Митяй глянул на нее, на ее зацелованные губы, горящие щеки, ладошку, целомудренно прикрывающую голую грудь. Выругался еще более грязно, ударил тяжелым кулаком в пол.

 

Выдохнул.

– У тебя дела, да? – Кристина села, поискала взглядом футболку.

– Да, прости мышка, – огорченно ответил Митяй, наблюдая, как она пытается застегнуть джинсы.

– Ничего, я понимаю. – Кристина избегала встречаться с ним взглядом, ей отчего-то стало неловко и стыдно. – Я пойду.

– Нет, – она удивленно подняла все-таки на него глаза, – останься, я ненадолго.

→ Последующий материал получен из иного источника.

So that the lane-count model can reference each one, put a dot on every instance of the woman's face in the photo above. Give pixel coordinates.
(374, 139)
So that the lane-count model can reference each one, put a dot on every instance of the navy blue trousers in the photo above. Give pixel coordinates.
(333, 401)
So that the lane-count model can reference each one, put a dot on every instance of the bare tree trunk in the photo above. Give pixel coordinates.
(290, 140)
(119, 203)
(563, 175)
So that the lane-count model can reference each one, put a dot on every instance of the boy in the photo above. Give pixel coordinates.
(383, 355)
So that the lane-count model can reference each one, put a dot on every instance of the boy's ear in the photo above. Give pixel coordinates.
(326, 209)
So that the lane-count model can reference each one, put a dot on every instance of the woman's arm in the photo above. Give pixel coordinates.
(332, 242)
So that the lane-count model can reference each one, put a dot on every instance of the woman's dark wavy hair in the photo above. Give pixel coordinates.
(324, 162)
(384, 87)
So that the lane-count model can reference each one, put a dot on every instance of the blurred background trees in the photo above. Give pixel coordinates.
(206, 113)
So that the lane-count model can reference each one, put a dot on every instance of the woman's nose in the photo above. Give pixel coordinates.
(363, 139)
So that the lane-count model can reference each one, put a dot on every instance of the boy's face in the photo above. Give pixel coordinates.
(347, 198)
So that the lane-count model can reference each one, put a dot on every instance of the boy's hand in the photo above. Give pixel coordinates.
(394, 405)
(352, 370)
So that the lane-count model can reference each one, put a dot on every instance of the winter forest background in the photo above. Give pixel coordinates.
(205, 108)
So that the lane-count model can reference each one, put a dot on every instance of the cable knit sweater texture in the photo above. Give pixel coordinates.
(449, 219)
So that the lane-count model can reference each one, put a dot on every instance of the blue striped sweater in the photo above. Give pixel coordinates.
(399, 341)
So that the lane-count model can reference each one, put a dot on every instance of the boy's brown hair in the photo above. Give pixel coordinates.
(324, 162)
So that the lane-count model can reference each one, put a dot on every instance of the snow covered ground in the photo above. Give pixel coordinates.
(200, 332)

– Нет, ну что ты! Неудобно…

– Да чего неудобно, забудь, – он потянулся к ней, вытащил футболку из ее рук, – останься. Подожди меня.

Митяй помедлил, видя, что она колеблется, качает головой отрицательно.

– У нас есть дело незавершенное. Останься. Я очень хочу тебя видеть здесь, когда приду. Это ненадолго, максимум два часа.

Он был так настойчив, что Кристина согласилась, кивнула.

Митяй быстро поднялся, натянул тонкий свитер, пошел к двери. Кристина, надев футболку, вышла следом, застыла на пороге комнаты, неуверенно переминаясь.

– Будь как дома. Хочешь, посмотри что-нибудь, – Митяй кивнул на видеодвойку, натягивая куртку, – разберешься?

Кристина пожала плечами.

– Короче, там есть пульт, две кнопки сверху – включение и выключение, красная и зеленая, ниже перемотка и громкость. – Торопливо инструктировал он ее, – а вообще, хер с ним, даже если и сломаешь, не парься. Найди чего перекусить, там, по-моему, валялось что-то в холодильнике. Короче, не стесняйся. Я скоро.

Он притянул к себе девушку, крепко и жадно поцеловал в губы, оторвался, с сожалением осмотрел нежное запрокинутое лицо, провел еще разок руками по талии, вздохнул и вышел.

Кристина осталась одна.

Сначала она посидела немного, отходя от возбуждения, успокаивая тело, борясь с желанием доделать хотя бы руками то, что он начал.